Inside the Zaha Hadid-designed museum, visitors will be struck by the stunning displays, packed with fascinating exhibits, high-tech and hands-on interactives, and inspiring and moving stories.
They’ll be able to walk down our re-created 1900s street, drive a locomotive and tackle a tenement fire.
They’ll be able to meet artists and entrepreneurs, dancers and drivers, peace protesters and shipwreck survivors.
With more than 3,000 objects on display, from skateboards to locomotives, paintings to prams, velocipedes to voiturettes, there is something for visitors of all ages.
Entry to Riverside Museum is free.
Councillor Gordon Matheson, leader of Glasgow City Council, said: “The Riverside Museum has been a huge hit since the day it opened to the public. We knew just how much visitors loved the old Museum of Transport at Kelvin Hall but even so, the reaction to the Riverside Museum has been phenomenal. The feedback from people has been overwhelmingly positive and we are already seeing visitors returning time and again to enjoy Glasgow’s latest attraction.”

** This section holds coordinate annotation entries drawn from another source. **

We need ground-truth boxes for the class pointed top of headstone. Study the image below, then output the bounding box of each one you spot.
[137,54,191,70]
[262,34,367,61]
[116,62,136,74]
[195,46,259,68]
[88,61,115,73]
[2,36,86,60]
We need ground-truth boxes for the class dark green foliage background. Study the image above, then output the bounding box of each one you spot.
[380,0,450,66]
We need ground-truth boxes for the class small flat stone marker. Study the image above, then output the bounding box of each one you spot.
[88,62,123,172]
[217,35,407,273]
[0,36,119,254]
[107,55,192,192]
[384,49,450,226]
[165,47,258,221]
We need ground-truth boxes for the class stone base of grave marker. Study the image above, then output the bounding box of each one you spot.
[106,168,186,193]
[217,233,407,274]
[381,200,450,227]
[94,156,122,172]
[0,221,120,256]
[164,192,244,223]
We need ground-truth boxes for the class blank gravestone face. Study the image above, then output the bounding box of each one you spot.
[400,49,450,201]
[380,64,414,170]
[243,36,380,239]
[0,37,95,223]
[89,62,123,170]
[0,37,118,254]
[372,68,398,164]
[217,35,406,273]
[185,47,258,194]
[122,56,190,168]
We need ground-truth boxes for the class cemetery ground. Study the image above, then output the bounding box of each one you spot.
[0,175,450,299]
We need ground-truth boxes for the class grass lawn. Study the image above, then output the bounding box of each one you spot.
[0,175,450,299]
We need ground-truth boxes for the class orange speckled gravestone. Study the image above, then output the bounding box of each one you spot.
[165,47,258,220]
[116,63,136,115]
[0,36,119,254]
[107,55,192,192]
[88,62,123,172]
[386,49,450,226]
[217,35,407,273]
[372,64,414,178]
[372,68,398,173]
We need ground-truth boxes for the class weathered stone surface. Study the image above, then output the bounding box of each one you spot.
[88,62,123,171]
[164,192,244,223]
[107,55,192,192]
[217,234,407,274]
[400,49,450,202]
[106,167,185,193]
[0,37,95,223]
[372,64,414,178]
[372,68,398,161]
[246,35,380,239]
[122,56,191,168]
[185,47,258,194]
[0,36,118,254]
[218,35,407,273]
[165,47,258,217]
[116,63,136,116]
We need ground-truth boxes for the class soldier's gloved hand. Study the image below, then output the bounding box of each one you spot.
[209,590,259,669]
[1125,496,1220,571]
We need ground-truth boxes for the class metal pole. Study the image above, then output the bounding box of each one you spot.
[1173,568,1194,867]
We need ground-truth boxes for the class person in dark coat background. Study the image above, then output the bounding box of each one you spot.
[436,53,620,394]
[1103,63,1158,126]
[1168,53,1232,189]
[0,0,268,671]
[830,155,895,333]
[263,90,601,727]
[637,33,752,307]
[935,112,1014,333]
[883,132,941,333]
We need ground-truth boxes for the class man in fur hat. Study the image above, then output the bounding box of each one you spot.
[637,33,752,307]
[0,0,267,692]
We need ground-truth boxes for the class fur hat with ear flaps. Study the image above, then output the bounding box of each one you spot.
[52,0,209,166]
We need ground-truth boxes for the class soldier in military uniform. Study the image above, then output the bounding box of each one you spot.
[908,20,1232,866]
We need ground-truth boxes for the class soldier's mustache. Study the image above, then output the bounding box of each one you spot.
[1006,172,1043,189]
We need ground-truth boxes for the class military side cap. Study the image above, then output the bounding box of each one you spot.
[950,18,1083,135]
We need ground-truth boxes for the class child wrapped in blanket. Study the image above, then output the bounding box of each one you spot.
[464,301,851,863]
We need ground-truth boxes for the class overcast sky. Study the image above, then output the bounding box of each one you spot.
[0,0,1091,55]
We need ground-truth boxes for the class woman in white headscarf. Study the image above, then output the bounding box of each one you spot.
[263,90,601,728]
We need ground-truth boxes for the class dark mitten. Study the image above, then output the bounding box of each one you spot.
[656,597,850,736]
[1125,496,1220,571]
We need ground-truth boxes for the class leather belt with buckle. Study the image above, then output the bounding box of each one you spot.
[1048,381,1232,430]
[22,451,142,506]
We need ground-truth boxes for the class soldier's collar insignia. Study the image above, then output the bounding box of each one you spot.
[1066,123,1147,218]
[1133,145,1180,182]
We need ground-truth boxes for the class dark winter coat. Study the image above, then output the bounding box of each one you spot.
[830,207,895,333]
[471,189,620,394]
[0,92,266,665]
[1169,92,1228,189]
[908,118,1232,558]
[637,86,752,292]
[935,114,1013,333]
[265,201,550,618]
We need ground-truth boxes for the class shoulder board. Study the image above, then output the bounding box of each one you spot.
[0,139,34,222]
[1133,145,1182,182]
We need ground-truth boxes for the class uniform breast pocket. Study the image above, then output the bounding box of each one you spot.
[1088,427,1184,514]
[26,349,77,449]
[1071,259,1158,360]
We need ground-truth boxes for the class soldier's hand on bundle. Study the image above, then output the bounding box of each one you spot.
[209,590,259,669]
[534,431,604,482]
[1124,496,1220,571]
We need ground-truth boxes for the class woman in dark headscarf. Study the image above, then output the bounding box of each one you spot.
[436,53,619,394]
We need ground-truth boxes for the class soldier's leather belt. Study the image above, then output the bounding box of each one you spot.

“It is wonderful to see that the new museum has captured everyone’s imagination,” said Zaha Hadid. “Such passion for innovation and discovery from all members of the community is very exciting.”
The visitors who tipped the museum over the 500,000 mark on August 11 were the Kerr family. Mr Kerr said: “My dad worked in the yards at Yarrows and I would have loved to have shown him round here. It is a fantastic building and they have done a great job. I have been to the old museums at Kelvin Hall and Albert Drive but this building is something else. We really enjoyed our visit.”
The Riverside Museum’s design is derived from its context. Located where the River Kelvin joins the Clyde, the design flows from the city to the river; symbolizing a dynamic relationship where the museum is the transition from one to the other. The design is a sectional extrusion, open at opposing ends along a diverted linear path, allowing the museum to position itself as a third river flowing through one of the city’s most historic locations.
The museum is home to the transport, engineering and shipbuilding legacy that made Glasgow the ‘Second City of the Empire’. Hadid’s first major public commission to open in the UK and housing more than 3,000 exhibits, the museum reveals the rich and varied stories of Glasgow’s great achievements, vibrant spirit and technological breakthroughs.
“The history of Glasgow is profoundly interlinked with the history of the River Clyde and together they have informed the museum’s design,” explains Hadid. “Through architecture, we can investigate future possibilities yet also explore the cultural foundations that have defined the city. The Riverside Museum is truly unique project where the exhibits and building come together at this prominent location on the Clyde to engage and inspire all visitors.
“The fluid design continues Glasgow’s rich engineering traditions; a true demonstration and celebration of the skills and passion of local engineers and contractors who helped to bring this building to life. The Riverside Museum rises from Glasgow’s great industrial past to become an integral element of the modern city which is embracing its future.”
At the opening of the museum Councillor Matheson said: “Glasgow’s history as an industrial giant, a global leader in engineering and shipbuilding, is celebrated in an architectural masterpiece which shows that we remain at the cutting edge of design and technology. On the same spot where ships and paddle steamers were built, the launch of the Riverside Museum is an occasion which both Glasgow and Scotland can be proud of. While we celebrate our past, we are determined to look to the future. Indeed, now there are more people working in Glasgow in culture and tourism than ever worked in the shipyards even at their height. Glasgow is a city transformed, from post industrial wasteland, to a global destination for culture and sport.”
Lord Smith of Kelvin, Chair of the Riverside Museum Appeal said: “I want to thank the trustees, our patrons, companies, trusts and the many thousands of individuals who have all contributed to this outstanding celebration of Glasgow’s great industrial and engineering history. Every penny raised by the appeal has been spent on creating what is becoming one of the UK’s leading visitor attractions, but more importantly, a place where children can be inspired by the skills and talents which made Glasgow a global great.”
The Riverside Museum opened on 21 June. It has been funded by Glasgow City Council, the Heritage Lottery Fund and the Riverside Museum Appeal.